The mayor of Los Angeles has written to the Trump administration to formally request federal assistance with the growing numbers of homeless on the city’s streets, a letter that shows he and Housing Secretary Ben Carson have had negotiations on the issue.
The letter from Los Angeles Mayor Eric Garcetti, a Democrat, to President Donald Trump, dated Jan. 9 and made public on Friday, seeks federal aid to “move our unhoused neighbors into shelter, build permanent housing” and supply services to the homeless.
“I appreciate Secretary Carson reaching out to me,” Garcetti says in the two-page missive.
MORE: Portland Stops Cleaning Up Homeless People’s Feces Because It Doesn’t Want to Hurt Their Feelings
“During our conversation he expressed a commitment to working with cities nationwide to help accelerate our progress in addressing this emergency by investing in strong, humane and lasting approaches that can help get people off the street and save lives,” Garcetti said.
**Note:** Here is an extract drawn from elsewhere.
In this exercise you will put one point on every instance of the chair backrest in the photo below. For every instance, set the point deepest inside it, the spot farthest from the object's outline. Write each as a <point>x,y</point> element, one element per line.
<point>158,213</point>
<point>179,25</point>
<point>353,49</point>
On a visit to San Francisco and Los Angeles in September, Trump said conditions including trash, defecation, and hypodermic needles left by homeless people were hurting the prestige of those cities.
….If however, the city or state in question is willing to acknowledge responsibility, and politely asks for help from the Federal Government, we will very seriously consider getting involved in order to make those poorly run Democrat Cities Great Again!
— Donald J. Trump (@realDonaldTrump) January 6, 2020
Earlier this week Carson posted two tweets that also referenced talks between the city and his office, mentioning Garcetti and Kathryn Barger, chairwoman of the Los Angeles County Supervisor’s office.
“The homelessness crisis in California has been an entrenched problem for a longtime. Per the request of @MayorOfLA & @kathrynbarger we look forward to a new partnership that will benefit our fellow citizens,” Carson said on Twitter.
An estimated 130,000 people are homeless somewhere in California on any given day, more than any other state, according to the Department of Housing and Urban Development. California is the most populous state in the United States, home to about 39.6 million people.
In September, Carson rejected requests from California for more money from the Trump administration to fight homelessness, blaming state and local leaders for the crisis.
White House officials are said to be readying a plan to crack down on homelessness in Los Angeles and other major California cities.On Thursday California Governor Gavin Newsom announced plans to create a $750 million fund to help house the homeless and directed the state to immediately start setting up tents and trailers as emergency temporary housing.
MORE: Homeless Man Pours Bucket of Hot Diarrhea on California Woman: ‘It Was Running Down My Eyes’
(Reporting by Dan Whitcomb in Culver City, California; Editing by Bill Tarrant and Daniel Wallis)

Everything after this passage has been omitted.